IBM’s Selectric vary of typewriters had been legitimately helpful machines once they had been new within the Sixties, however as we speak they’re principally recognized for his or her bizarre typing component — the bit with all of the embossed characters that resembles a golf ball. Pointless Automation used that “golf ball” to construct this loopy machine that robotically produces ASCII art-style prints.
This machine doesn’t hold a lot of the unique IBM Selectric. It actually solely retains that golf ball typing component and the ink ribbon. Every thing else is custom-designed and fabricated for this venture.
The most important problem was actuating the golf ball, which required orienting the specified character ahead and hammering your entire factor in opposition to the paper to switch ink. The mechanism to realize that has three levels of freedom: one to rotate the ball, one to tilt the ball, and one to swing the ball on the paper.
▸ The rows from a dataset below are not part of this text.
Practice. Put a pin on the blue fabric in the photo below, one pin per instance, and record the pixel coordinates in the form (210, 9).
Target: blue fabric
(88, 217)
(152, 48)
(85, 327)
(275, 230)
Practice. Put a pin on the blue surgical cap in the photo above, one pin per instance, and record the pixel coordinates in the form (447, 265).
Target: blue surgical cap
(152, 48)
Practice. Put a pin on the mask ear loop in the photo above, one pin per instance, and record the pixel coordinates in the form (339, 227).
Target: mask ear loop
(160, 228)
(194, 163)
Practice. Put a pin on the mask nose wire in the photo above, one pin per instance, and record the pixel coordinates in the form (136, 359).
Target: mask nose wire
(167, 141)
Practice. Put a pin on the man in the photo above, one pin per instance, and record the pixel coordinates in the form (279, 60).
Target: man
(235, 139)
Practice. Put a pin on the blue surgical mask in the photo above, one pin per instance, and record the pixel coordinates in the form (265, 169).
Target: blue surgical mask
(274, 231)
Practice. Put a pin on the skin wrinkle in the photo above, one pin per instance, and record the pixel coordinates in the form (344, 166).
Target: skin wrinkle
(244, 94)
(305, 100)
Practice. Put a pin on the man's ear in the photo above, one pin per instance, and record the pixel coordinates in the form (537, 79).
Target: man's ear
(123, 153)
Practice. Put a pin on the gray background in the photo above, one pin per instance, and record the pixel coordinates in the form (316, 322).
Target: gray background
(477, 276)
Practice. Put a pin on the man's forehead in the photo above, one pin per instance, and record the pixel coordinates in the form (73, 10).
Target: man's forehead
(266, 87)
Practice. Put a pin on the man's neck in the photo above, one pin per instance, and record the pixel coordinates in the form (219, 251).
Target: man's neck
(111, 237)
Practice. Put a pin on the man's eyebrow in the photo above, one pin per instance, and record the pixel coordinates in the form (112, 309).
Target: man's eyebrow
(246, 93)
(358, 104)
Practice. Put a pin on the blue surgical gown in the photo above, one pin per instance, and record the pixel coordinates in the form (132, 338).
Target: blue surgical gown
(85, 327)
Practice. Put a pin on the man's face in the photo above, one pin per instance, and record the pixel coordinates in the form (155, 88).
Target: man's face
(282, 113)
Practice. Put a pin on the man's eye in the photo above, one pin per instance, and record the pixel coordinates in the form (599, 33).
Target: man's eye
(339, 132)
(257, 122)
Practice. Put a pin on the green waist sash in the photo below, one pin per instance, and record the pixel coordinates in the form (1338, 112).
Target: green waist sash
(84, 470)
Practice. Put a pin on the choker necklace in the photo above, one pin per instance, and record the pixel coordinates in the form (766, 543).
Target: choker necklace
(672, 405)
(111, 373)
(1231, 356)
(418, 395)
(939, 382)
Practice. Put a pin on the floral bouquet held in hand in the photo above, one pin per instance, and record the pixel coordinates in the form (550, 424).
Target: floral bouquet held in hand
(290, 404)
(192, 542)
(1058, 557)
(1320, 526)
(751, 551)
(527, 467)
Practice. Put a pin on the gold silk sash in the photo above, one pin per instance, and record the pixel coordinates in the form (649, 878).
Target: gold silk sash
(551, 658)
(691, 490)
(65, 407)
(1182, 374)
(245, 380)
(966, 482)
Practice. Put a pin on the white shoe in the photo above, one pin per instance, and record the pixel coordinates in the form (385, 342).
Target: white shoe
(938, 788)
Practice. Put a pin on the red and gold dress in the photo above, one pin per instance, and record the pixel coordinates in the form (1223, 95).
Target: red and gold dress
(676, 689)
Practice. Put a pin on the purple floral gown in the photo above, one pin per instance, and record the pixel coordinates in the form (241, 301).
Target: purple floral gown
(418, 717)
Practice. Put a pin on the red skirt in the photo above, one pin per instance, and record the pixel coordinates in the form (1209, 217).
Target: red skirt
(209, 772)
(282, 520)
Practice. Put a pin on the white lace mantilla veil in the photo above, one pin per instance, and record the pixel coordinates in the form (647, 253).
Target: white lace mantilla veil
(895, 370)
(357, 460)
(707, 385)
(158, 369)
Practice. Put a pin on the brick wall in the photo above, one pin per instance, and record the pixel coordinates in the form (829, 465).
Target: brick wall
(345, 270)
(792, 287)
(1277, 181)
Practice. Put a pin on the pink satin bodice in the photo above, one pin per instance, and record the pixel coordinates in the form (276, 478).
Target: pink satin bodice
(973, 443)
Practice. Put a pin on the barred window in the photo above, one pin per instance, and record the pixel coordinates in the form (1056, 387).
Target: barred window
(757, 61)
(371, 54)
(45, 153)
Along with the motors wanted for the ball motion, there are motors to feed the paper, to maneuver the paper carriage, and to feed the ink ribbon.
Pointless Automation doesn’t present element on the management {hardware}, however we will see within the video that the software program says “Scanning for Arduino.” It isn’t clear if there may be an precise Arduino board, or only a microcontroller programmed with the Arduino IDE.
Both means, Pointless Automation began by making a easy CLI that may reproduce any entered textual content on the machine, nearly like a paper terminal with echo turned on. He then expanded that with algorithms that use Fourier Rework processes to show photographs into one thing like ASCII artwork. Besides there may be one massive distinction: the machine can overlap characters as a lot because it desires.
The result’s surprisingly high-fidelity monochrome printing mixed with satisfying Selectric clacking.